このトモくんと『恋』してみたらいいわ!」
「!!」
なんて提案をするんだアキさん!! 天才か!?
「一緒に過ごして。一緒にごはん食べて。一緒に出かけて。たくさん話をして。ぎゅうっと抱きしめてもらって。
そんなふうにして『恋』をしたらいいわ」
「本やテレビでもよくあるでしょ?」とアキさんは言う。
至って簡単で一般的で、誰もがやっていることだと暗に示すことで彼女のハードルを下げようとしている。
なるほど。こうやって毎回丸め込んでいるのか。さすがだ。
「『恋』は『する』ものじゃなくて『堕ちる』ものだって、このまえ読んだ本に書いてありました」
誰だそんな真理を書いたヤツは! そのとおりだと今なら俺も納得できるが、余計なことを!!
「だからここに『恋に堕ちた』コがいるじゃない」
ぺろっとそう告げて俺を指し示すアキさん。
それにつられるように竹さんが俺に顔を向ける。
じっと見つめられたらそれだけでしあわせでテンション上がるよ!
考えるような表情に、にっこりと微笑みを向ける。
どうかな。少しは頼りがいがあるように見えてるかな。カッコいいとか思ってくれないかな。

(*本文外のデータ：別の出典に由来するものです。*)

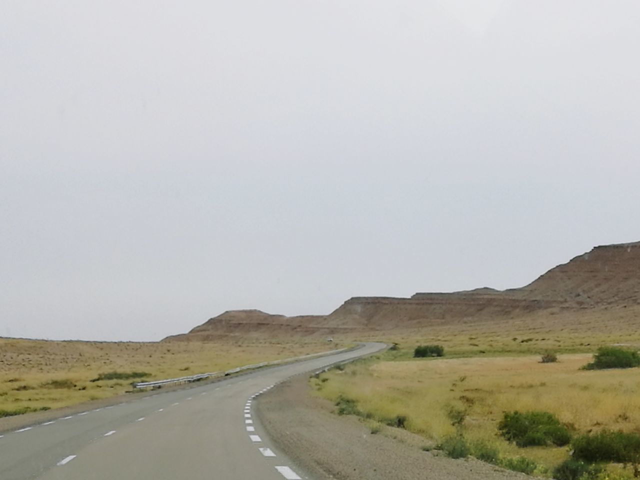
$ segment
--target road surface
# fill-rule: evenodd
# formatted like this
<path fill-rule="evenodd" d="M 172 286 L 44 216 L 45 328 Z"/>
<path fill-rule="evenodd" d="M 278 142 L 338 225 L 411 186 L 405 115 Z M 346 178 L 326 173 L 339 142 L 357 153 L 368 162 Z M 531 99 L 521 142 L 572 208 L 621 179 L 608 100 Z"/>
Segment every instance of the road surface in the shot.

俺のそんな邪念が伝わったわけでもないだろうに、竹さんは眉をひそめてブスッとへの字口になった。
そしてそっと視線をはずした。
――え? 嫌われた――?
ショックで声も出ない俺をよそに、アキさんと千明さんが竹さんを構い倒す。
「ね! 試しにちょっとしてみるだけ! それならいいでしょ?」
「でも」
「難しく考えなくていいの! 一緒にいるだけでいいの!」
「………」
諦めきった笑顔で目を伏せる彼女に、アキさんも千明さんも顔を見合わせて口を閉じてしまった。